Entah sengaja agar aku tahu atau tidak. Hampir setiap hari aku mendengar dan melihat kelakuanmu yang seperti itu. Panas dan gerah memang. Apalagi ditambah teriakan riuh dan siul siulan teman sekelas ketika kau mulai menggodanya. Cemburu. Mungkin iya mungkin tidak. Dulu aku menyukaimu. Karena kau yang tak seperti laki laki lain. Bersikap centil dan tak menggoda wanita seperti itu. Tapi. Aku rasa tak apalah. Kau laki laki. Itu wajar.
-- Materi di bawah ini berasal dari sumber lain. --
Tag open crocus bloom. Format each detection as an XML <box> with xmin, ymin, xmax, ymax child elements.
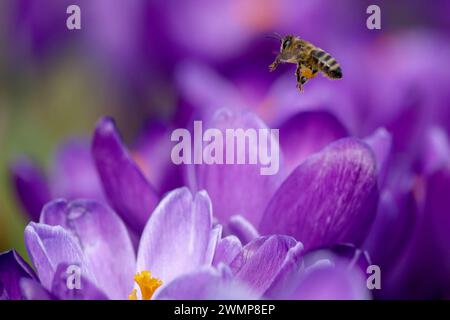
<box><xmin>0</xmin><ymin>188</ymin><xmax>368</xmax><ymax>300</ymax></box>
<box><xmin>22</xmin><ymin>188</ymin><xmax>220</xmax><ymax>299</ymax></box>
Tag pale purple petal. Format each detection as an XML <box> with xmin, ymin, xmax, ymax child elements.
<box><xmin>51</xmin><ymin>138</ymin><xmax>104</xmax><ymax>201</ymax></box>
<box><xmin>41</xmin><ymin>200</ymin><xmax>136</xmax><ymax>299</ymax></box>
<box><xmin>137</xmin><ymin>188</ymin><xmax>212</xmax><ymax>284</ymax></box>
<box><xmin>20</xmin><ymin>278</ymin><xmax>52</xmax><ymax>300</ymax></box>
<box><xmin>51</xmin><ymin>263</ymin><xmax>109</xmax><ymax>300</ymax></box>
<box><xmin>228</xmin><ymin>215</ymin><xmax>259</xmax><ymax>244</ymax></box>
<box><xmin>25</xmin><ymin>222</ymin><xmax>92</xmax><ymax>290</ymax></box>
<box><xmin>0</xmin><ymin>250</ymin><xmax>36</xmax><ymax>300</ymax></box>
<box><xmin>290</xmin><ymin>264</ymin><xmax>370</xmax><ymax>300</ymax></box>
<box><xmin>232</xmin><ymin>235</ymin><xmax>297</xmax><ymax>296</ymax></box>
<box><xmin>421</xmin><ymin>127</ymin><xmax>450</xmax><ymax>175</ymax></box>
<box><xmin>364</xmin><ymin>128</ymin><xmax>392</xmax><ymax>185</ymax></box>
<box><xmin>195</xmin><ymin>110</ymin><xmax>283</xmax><ymax>225</ymax></box>
<box><xmin>155</xmin><ymin>267</ymin><xmax>257</xmax><ymax>300</ymax></box>
<box><xmin>260</xmin><ymin>138</ymin><xmax>378</xmax><ymax>250</ymax></box>
<box><xmin>280</xmin><ymin>111</ymin><xmax>348</xmax><ymax>173</ymax></box>
<box><xmin>363</xmin><ymin>186</ymin><xmax>417</xmax><ymax>270</ymax></box>
<box><xmin>133</xmin><ymin>121</ymin><xmax>183</xmax><ymax>195</ymax></box>
<box><xmin>92</xmin><ymin>117</ymin><xmax>158</xmax><ymax>232</ymax></box>
<box><xmin>264</xmin><ymin>242</ymin><xmax>304</xmax><ymax>299</ymax></box>
<box><xmin>213</xmin><ymin>235</ymin><xmax>242</xmax><ymax>267</ymax></box>
<box><xmin>11</xmin><ymin>158</ymin><xmax>51</xmax><ymax>221</ymax></box>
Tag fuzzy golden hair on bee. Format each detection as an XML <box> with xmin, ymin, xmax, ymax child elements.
<box><xmin>269</xmin><ymin>34</ymin><xmax>342</xmax><ymax>92</ymax></box>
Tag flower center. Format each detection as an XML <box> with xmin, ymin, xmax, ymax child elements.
<box><xmin>128</xmin><ymin>270</ymin><xmax>162</xmax><ymax>300</ymax></box>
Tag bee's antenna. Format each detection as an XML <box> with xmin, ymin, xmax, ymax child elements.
<box><xmin>266</xmin><ymin>32</ymin><xmax>283</xmax><ymax>41</ymax></box>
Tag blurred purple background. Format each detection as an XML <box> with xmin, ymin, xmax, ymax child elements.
<box><xmin>0</xmin><ymin>0</ymin><xmax>450</xmax><ymax>297</ymax></box>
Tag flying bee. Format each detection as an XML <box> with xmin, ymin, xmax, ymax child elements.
<box><xmin>269</xmin><ymin>34</ymin><xmax>342</xmax><ymax>92</ymax></box>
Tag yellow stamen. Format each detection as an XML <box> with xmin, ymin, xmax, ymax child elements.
<box><xmin>128</xmin><ymin>270</ymin><xmax>162</xmax><ymax>300</ymax></box>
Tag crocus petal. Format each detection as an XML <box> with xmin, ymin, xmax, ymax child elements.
<box><xmin>421</xmin><ymin>127</ymin><xmax>450</xmax><ymax>175</ymax></box>
<box><xmin>11</xmin><ymin>158</ymin><xmax>51</xmax><ymax>221</ymax></box>
<box><xmin>213</xmin><ymin>236</ymin><xmax>242</xmax><ymax>266</ymax></box>
<box><xmin>232</xmin><ymin>235</ymin><xmax>297</xmax><ymax>296</ymax></box>
<box><xmin>364</xmin><ymin>128</ymin><xmax>392</xmax><ymax>186</ymax></box>
<box><xmin>260</xmin><ymin>138</ymin><xmax>378</xmax><ymax>250</ymax></box>
<box><xmin>363</xmin><ymin>185</ymin><xmax>417</xmax><ymax>270</ymax></box>
<box><xmin>155</xmin><ymin>267</ymin><xmax>256</xmax><ymax>300</ymax></box>
<box><xmin>195</xmin><ymin>110</ymin><xmax>282</xmax><ymax>225</ymax></box>
<box><xmin>425</xmin><ymin>168</ymin><xmax>450</xmax><ymax>274</ymax></box>
<box><xmin>137</xmin><ymin>187</ymin><xmax>213</xmax><ymax>284</ymax></box>
<box><xmin>280</xmin><ymin>111</ymin><xmax>348</xmax><ymax>173</ymax></box>
<box><xmin>52</xmin><ymin>138</ymin><xmax>104</xmax><ymax>201</ymax></box>
<box><xmin>25</xmin><ymin>222</ymin><xmax>92</xmax><ymax>290</ymax></box>
<box><xmin>41</xmin><ymin>200</ymin><xmax>136</xmax><ymax>299</ymax></box>
<box><xmin>20</xmin><ymin>278</ymin><xmax>52</xmax><ymax>300</ymax></box>
<box><xmin>92</xmin><ymin>117</ymin><xmax>158</xmax><ymax>232</ymax></box>
<box><xmin>264</xmin><ymin>242</ymin><xmax>304</xmax><ymax>299</ymax></box>
<box><xmin>0</xmin><ymin>250</ymin><xmax>35</xmax><ymax>300</ymax></box>
<box><xmin>228</xmin><ymin>215</ymin><xmax>259</xmax><ymax>244</ymax></box>
<box><xmin>290</xmin><ymin>264</ymin><xmax>370</xmax><ymax>300</ymax></box>
<box><xmin>51</xmin><ymin>263</ymin><xmax>109</xmax><ymax>300</ymax></box>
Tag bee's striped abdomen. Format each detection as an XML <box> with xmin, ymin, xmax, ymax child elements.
<box><xmin>311</xmin><ymin>49</ymin><xmax>342</xmax><ymax>79</ymax></box>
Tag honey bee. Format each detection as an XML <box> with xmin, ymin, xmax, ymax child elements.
<box><xmin>269</xmin><ymin>34</ymin><xmax>342</xmax><ymax>92</ymax></box>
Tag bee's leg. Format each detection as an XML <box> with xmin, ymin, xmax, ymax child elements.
<box><xmin>269</xmin><ymin>56</ymin><xmax>281</xmax><ymax>72</ymax></box>
<box><xmin>295</xmin><ymin>63</ymin><xmax>308</xmax><ymax>92</ymax></box>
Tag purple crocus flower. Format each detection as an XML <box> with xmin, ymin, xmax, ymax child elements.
<box><xmin>0</xmin><ymin>188</ymin><xmax>368</xmax><ymax>299</ymax></box>
<box><xmin>1</xmin><ymin>188</ymin><xmax>220</xmax><ymax>299</ymax></box>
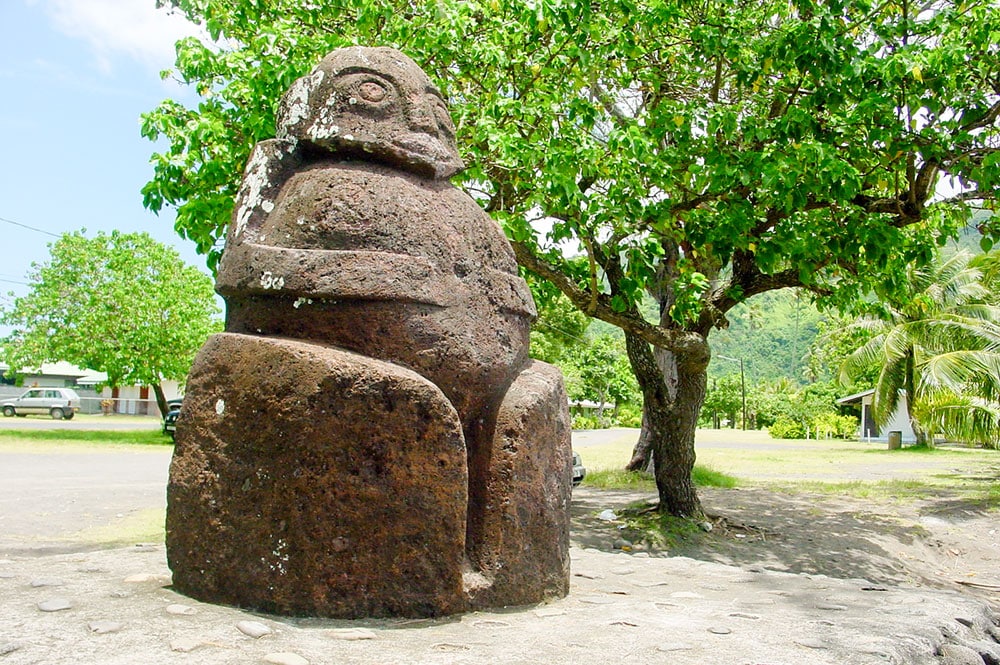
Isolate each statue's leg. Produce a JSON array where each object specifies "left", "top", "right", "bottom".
[
  {"left": 167, "top": 333, "right": 468, "bottom": 618},
  {"left": 466, "top": 362, "right": 573, "bottom": 608}
]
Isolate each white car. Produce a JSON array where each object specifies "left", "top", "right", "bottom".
[{"left": 0, "top": 388, "right": 80, "bottom": 420}]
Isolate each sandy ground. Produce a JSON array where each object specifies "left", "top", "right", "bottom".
[{"left": 0, "top": 428, "right": 1000, "bottom": 665}]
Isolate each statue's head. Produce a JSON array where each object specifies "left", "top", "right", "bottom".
[{"left": 278, "top": 46, "right": 464, "bottom": 178}]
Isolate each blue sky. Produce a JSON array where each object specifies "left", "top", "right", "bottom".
[{"left": 0, "top": 0, "right": 205, "bottom": 306}]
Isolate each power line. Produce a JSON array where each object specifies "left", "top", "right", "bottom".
[{"left": 0, "top": 217, "right": 62, "bottom": 238}]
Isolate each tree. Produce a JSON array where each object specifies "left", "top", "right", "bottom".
[
  {"left": 143, "top": 0, "right": 1000, "bottom": 517},
  {"left": 842, "top": 252, "right": 1000, "bottom": 444},
  {"left": 0, "top": 231, "right": 221, "bottom": 415},
  {"left": 702, "top": 374, "right": 743, "bottom": 429},
  {"left": 528, "top": 276, "right": 591, "bottom": 366},
  {"left": 561, "top": 334, "right": 638, "bottom": 427}
]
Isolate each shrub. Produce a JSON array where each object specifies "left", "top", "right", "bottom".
[
  {"left": 812, "top": 412, "right": 858, "bottom": 439},
  {"left": 767, "top": 416, "right": 806, "bottom": 439},
  {"left": 573, "top": 415, "right": 602, "bottom": 429}
]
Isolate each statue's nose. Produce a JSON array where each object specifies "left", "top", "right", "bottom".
[{"left": 409, "top": 98, "right": 438, "bottom": 136}]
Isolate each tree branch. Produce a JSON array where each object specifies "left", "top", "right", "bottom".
[{"left": 511, "top": 241, "right": 705, "bottom": 353}]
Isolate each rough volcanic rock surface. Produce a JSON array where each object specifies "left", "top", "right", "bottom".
[
  {"left": 167, "top": 47, "right": 571, "bottom": 617},
  {"left": 167, "top": 333, "right": 467, "bottom": 617}
]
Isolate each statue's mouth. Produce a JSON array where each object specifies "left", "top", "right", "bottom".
[{"left": 391, "top": 134, "right": 465, "bottom": 179}]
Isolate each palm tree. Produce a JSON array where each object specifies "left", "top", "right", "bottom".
[{"left": 841, "top": 252, "right": 1000, "bottom": 445}]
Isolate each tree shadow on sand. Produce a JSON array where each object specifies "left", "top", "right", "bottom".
[{"left": 571, "top": 488, "right": 1000, "bottom": 588}]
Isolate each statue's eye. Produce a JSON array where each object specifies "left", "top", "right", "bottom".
[{"left": 358, "top": 81, "right": 389, "bottom": 103}]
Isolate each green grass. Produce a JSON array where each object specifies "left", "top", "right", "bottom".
[
  {"left": 618, "top": 502, "right": 702, "bottom": 550},
  {"left": 583, "top": 465, "right": 738, "bottom": 491},
  {"left": 0, "top": 429, "right": 173, "bottom": 447}
]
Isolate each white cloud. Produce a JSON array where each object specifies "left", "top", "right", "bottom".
[{"left": 38, "top": 0, "right": 199, "bottom": 71}]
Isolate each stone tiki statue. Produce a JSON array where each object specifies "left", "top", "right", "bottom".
[{"left": 167, "top": 48, "right": 571, "bottom": 618}]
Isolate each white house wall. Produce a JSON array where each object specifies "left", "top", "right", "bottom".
[{"left": 861, "top": 395, "right": 917, "bottom": 443}]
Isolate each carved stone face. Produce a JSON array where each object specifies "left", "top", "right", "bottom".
[{"left": 278, "top": 46, "right": 464, "bottom": 178}]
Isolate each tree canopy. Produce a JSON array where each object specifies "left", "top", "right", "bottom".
[
  {"left": 0, "top": 232, "right": 220, "bottom": 413},
  {"left": 842, "top": 252, "right": 1000, "bottom": 446},
  {"left": 143, "top": 0, "right": 1000, "bottom": 515}
]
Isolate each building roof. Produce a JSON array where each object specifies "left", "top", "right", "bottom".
[{"left": 837, "top": 388, "right": 875, "bottom": 404}]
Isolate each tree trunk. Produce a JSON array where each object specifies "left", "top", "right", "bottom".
[{"left": 625, "top": 333, "right": 708, "bottom": 519}]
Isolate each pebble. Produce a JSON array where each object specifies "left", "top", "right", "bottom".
[
  {"left": 940, "top": 644, "right": 986, "bottom": 665},
  {"left": 816, "top": 603, "right": 847, "bottom": 612},
  {"left": 0, "top": 642, "right": 21, "bottom": 656},
  {"left": 31, "top": 577, "right": 66, "bottom": 589},
  {"left": 170, "top": 637, "right": 204, "bottom": 653},
  {"left": 264, "top": 651, "right": 309, "bottom": 665},
  {"left": 38, "top": 598, "right": 73, "bottom": 612},
  {"left": 577, "top": 596, "right": 615, "bottom": 605},
  {"left": 670, "top": 591, "right": 704, "bottom": 598},
  {"left": 472, "top": 619, "right": 510, "bottom": 628},
  {"left": 87, "top": 621, "right": 125, "bottom": 635},
  {"left": 236, "top": 621, "right": 272, "bottom": 639},
  {"left": 656, "top": 642, "right": 694, "bottom": 653},
  {"left": 167, "top": 604, "right": 198, "bottom": 616},
  {"left": 125, "top": 573, "right": 170, "bottom": 584},
  {"left": 326, "top": 628, "right": 375, "bottom": 640},
  {"left": 610, "top": 568, "right": 635, "bottom": 575},
  {"left": 431, "top": 642, "right": 469, "bottom": 651},
  {"left": 573, "top": 573, "right": 604, "bottom": 580}
]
Perlahan lahan rasa ini menghilang. Kau sekarang berani bercanda bersenda gurau dan bermain bersama teman temanku. Dan tak lagi centil terhadap wanita. Tapi ada yang mengganjal. Kau berani begitu ke orang lain. Bercanda dan mengobrol. Tapi mengapa tidak kepadaku ? Kau tak pernah begitu. Sama sekali tidak.

Sekali saja. Sebut namaku. Panggil namaku. Jangan bilang kau malu ? Kau risih terhadap ku ? Atau kau malah tak tahu sama sekali namaku ? Begitu ?

Diantara begitu banyak spekulasi. Yang mana benar ?

Aku. Aku terlalu capek. Karena hanya perasaanku saja yang menjadi korban. Cukup sudah. Dan ku akhiri sampai disini.